When you face an analytics scenario that requires optimal allocation of resources—such as distributing a fixed budget across multiple projects—the first step is to translate the real-world problem into a linear programming (LP) model. This process involves three main steps: identifying decision variables, writing the objective function, and expressing constraints.

Start by pinpointing the decision variables—the quantities you control and need to determine. In a budget allocation scenario, these might be the amounts of money assigned to each project.

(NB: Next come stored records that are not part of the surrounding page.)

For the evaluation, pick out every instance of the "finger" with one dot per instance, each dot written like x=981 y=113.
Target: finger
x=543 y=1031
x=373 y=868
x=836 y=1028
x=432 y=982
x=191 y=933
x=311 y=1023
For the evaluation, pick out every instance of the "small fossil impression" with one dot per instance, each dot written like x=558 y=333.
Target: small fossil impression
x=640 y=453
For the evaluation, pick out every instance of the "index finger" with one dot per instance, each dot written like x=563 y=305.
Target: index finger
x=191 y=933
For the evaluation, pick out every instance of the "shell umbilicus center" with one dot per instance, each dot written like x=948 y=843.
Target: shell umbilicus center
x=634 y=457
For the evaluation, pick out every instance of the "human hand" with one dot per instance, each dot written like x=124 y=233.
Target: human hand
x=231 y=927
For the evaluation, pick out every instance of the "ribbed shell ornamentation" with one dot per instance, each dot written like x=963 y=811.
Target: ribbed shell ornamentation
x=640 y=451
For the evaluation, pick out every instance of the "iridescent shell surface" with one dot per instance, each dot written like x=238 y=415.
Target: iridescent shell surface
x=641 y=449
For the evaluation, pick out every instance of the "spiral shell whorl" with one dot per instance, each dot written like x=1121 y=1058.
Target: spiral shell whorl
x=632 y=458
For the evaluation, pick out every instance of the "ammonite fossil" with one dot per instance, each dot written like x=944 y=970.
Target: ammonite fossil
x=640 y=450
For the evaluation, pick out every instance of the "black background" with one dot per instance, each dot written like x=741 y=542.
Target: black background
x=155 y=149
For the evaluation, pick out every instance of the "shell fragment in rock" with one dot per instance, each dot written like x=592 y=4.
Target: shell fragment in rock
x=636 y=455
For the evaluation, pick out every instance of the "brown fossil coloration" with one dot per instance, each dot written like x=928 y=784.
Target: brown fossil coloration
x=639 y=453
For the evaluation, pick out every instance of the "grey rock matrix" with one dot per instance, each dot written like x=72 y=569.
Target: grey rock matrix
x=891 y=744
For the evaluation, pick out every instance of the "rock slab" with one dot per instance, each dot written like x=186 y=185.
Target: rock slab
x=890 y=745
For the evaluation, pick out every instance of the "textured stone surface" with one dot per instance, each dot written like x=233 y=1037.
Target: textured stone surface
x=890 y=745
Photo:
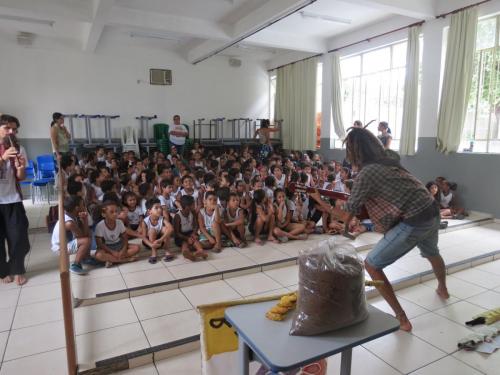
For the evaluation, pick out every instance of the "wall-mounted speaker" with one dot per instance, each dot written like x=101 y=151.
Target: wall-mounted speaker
x=160 y=77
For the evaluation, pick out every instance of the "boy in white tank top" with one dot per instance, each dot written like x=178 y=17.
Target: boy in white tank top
x=186 y=228
x=157 y=231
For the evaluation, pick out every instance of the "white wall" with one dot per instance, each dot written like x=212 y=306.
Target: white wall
x=48 y=77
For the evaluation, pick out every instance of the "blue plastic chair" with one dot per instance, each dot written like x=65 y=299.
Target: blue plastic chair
x=30 y=177
x=45 y=175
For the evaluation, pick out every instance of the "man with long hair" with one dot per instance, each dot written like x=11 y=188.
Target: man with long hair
x=400 y=206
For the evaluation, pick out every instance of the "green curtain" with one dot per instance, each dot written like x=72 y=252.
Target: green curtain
x=457 y=79
x=295 y=104
x=408 y=139
x=337 y=101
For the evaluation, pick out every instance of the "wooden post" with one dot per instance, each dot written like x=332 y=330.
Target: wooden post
x=67 y=298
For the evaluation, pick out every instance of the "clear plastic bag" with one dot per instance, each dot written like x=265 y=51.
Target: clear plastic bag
x=331 y=289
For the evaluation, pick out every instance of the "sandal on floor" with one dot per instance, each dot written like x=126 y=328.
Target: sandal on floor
x=169 y=257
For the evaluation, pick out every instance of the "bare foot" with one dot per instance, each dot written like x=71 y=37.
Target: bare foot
x=443 y=293
x=404 y=323
x=20 y=279
x=6 y=280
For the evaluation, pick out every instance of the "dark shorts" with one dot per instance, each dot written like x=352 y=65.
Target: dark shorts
x=178 y=241
x=401 y=239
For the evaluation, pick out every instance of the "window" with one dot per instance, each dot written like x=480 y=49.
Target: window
x=319 y=96
x=481 y=127
x=319 y=88
x=373 y=88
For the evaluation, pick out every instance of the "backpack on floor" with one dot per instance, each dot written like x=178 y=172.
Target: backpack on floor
x=52 y=217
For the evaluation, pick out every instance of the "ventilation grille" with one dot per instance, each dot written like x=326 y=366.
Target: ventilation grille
x=160 y=77
x=24 y=38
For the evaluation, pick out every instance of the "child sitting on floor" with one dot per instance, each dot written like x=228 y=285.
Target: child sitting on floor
x=234 y=220
x=261 y=217
x=112 y=238
x=77 y=233
x=186 y=227
x=284 y=229
x=209 y=223
x=157 y=231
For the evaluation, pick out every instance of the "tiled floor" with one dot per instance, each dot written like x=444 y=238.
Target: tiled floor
x=31 y=329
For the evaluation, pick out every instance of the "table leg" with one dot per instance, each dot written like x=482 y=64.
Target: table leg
x=244 y=355
x=345 y=362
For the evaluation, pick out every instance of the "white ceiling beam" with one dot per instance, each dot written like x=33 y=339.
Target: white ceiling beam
x=273 y=39
x=422 y=9
x=165 y=23
x=101 y=9
x=252 y=22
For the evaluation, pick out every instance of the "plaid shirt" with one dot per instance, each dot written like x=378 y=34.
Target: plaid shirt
x=390 y=195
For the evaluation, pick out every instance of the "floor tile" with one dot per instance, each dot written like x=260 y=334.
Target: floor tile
x=49 y=363
x=404 y=351
x=141 y=265
x=38 y=313
x=142 y=370
x=232 y=262
x=7 y=315
x=460 y=312
x=439 y=331
x=8 y=298
x=183 y=364
x=446 y=366
x=192 y=269
x=362 y=360
x=152 y=305
x=492 y=267
x=104 y=315
x=40 y=293
x=149 y=277
x=488 y=300
x=269 y=293
x=424 y=296
x=479 y=277
x=286 y=276
x=252 y=283
x=3 y=342
x=171 y=327
x=212 y=292
x=412 y=310
x=486 y=363
x=458 y=288
x=33 y=340
x=109 y=343
x=89 y=288
x=264 y=254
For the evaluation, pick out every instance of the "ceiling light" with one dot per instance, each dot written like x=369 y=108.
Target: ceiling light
x=139 y=34
x=27 y=20
x=325 y=17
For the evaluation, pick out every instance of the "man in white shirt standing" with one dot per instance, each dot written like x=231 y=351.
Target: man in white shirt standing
x=13 y=221
x=177 y=135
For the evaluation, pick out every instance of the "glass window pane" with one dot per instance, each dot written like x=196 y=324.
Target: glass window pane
x=486 y=30
x=350 y=66
x=399 y=55
x=377 y=60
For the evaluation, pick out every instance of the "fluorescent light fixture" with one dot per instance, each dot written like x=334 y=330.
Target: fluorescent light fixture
x=27 y=20
x=325 y=17
x=140 y=34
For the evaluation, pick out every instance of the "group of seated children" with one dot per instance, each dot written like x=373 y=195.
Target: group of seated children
x=201 y=200
x=443 y=192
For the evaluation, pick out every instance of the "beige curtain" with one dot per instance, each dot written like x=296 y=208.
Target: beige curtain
x=337 y=101
x=457 y=81
x=408 y=139
x=295 y=103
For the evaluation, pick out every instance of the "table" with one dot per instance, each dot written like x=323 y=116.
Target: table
x=271 y=343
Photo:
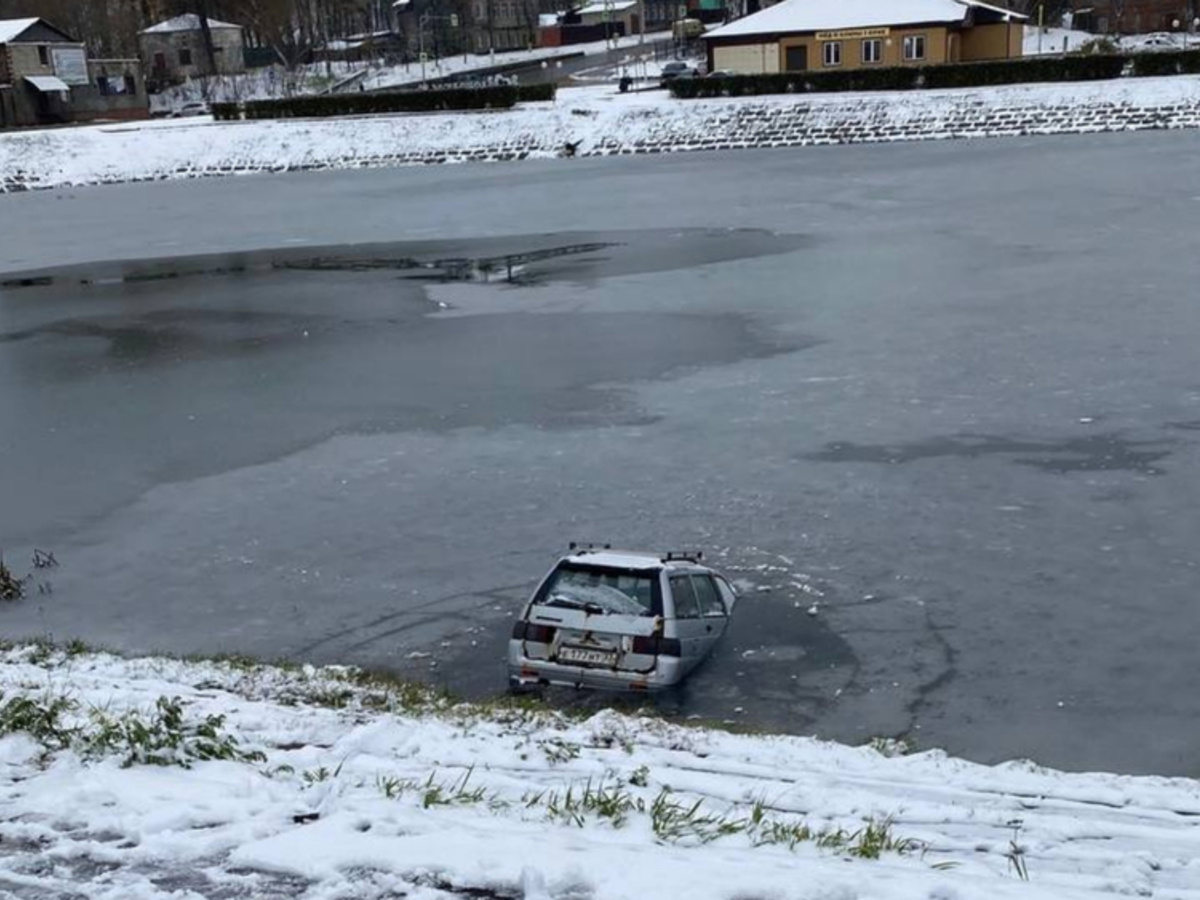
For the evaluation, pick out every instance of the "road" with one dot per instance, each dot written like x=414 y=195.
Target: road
x=934 y=406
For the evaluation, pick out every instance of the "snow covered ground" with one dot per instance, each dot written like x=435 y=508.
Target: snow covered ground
x=153 y=778
x=598 y=120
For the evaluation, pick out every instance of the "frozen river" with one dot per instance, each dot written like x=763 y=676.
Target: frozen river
x=936 y=407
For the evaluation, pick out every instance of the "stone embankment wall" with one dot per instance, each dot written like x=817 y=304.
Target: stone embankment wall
x=663 y=127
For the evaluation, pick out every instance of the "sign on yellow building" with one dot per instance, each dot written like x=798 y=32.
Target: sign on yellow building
x=853 y=33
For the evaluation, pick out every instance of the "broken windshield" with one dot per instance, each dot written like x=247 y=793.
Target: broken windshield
x=601 y=591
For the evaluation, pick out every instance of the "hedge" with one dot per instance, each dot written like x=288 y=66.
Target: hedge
x=412 y=101
x=959 y=75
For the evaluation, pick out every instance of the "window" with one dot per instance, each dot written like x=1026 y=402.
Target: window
x=594 y=588
x=684 y=597
x=707 y=595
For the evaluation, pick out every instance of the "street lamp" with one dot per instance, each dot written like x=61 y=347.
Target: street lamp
x=453 y=18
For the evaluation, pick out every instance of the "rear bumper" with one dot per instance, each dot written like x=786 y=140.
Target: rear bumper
x=526 y=672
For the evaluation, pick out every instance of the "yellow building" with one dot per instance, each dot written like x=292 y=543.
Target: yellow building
x=823 y=35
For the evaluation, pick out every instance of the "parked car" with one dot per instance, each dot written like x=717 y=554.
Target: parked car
x=621 y=621
x=1159 y=41
x=197 y=107
x=677 y=69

Next, define the objective function. This is a mathematical expression that represents what you want to optimize, such as maximizing the total expected return from all projects.

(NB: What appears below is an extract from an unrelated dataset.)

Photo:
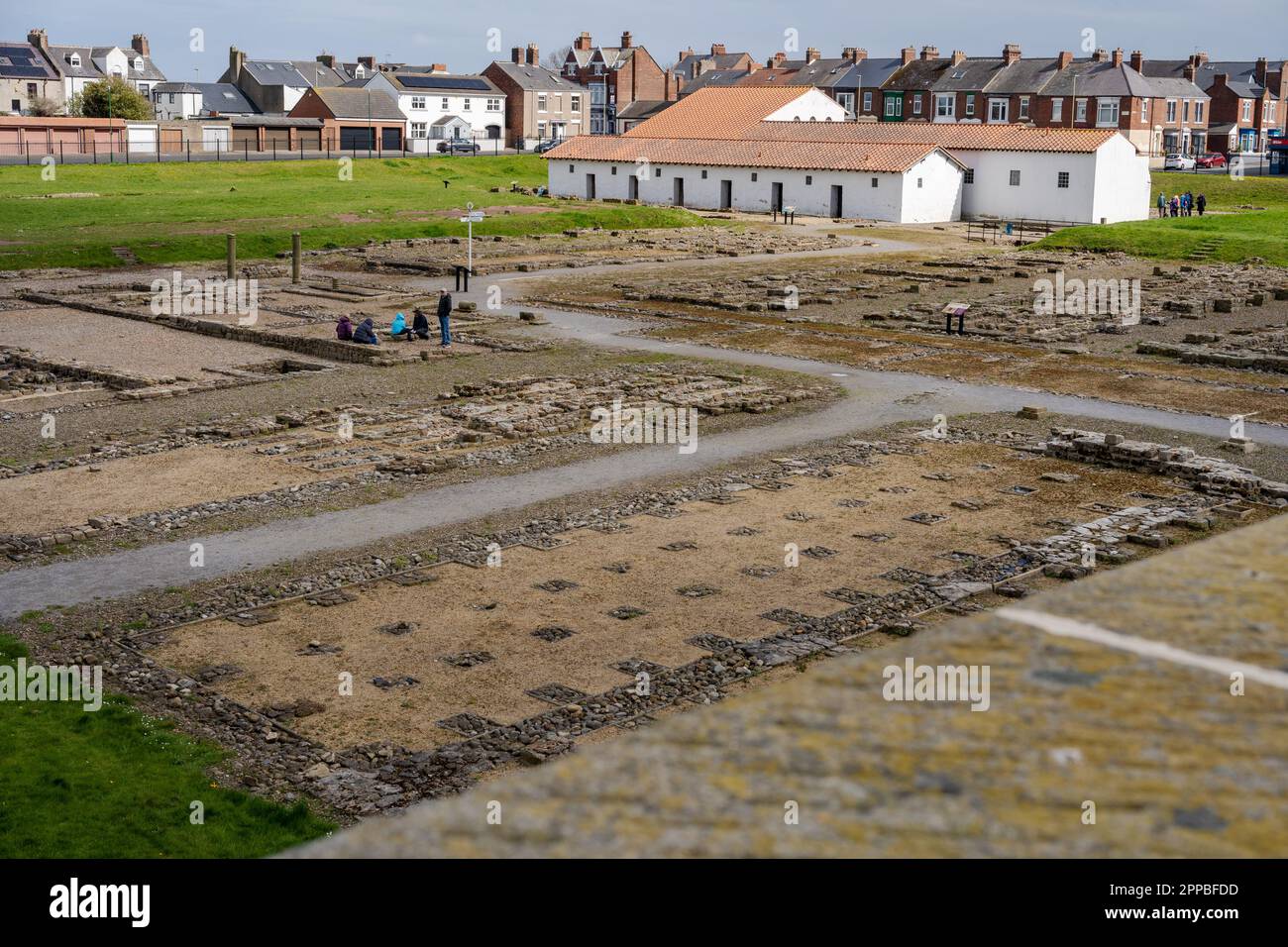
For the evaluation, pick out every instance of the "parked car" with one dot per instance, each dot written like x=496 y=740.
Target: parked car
x=459 y=145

Symbolic LP formulation for budget allocation across projects:

Let $x_1, x_2, \ldots, x_n$ be the amounts allocated to projects $1, 2, \ldots, n$.

Objective: maximize total expected return $\max: \quad r_1 x_1 + r_2 x_2 + \ldots + r_n x_n$

Subject to:

• Budget constraint: $x_1 + x_2 + \ldots + x_n \leq \text{TotalBudget}$;
• Minimum allocation: $x_1 \geq \text{Min}_1,\ x_2 \geq \text{Min}_2,\ \ldots,\ x_n \geq \text{Min}_n$;
• Maximum allocation: $x_1 \leq \text{Max}_1,\ x_2 \leq \text{Max}_2,\ \ldots,\ x_n \leq \text{Max}_n$.

Decision variables: $x_j \geq 0$ for each project $j$

Finally, state your constraints. These are the limits or requirements that must be respected, such as not exceeding the total available budget or ensuring minimum investment in certain projects.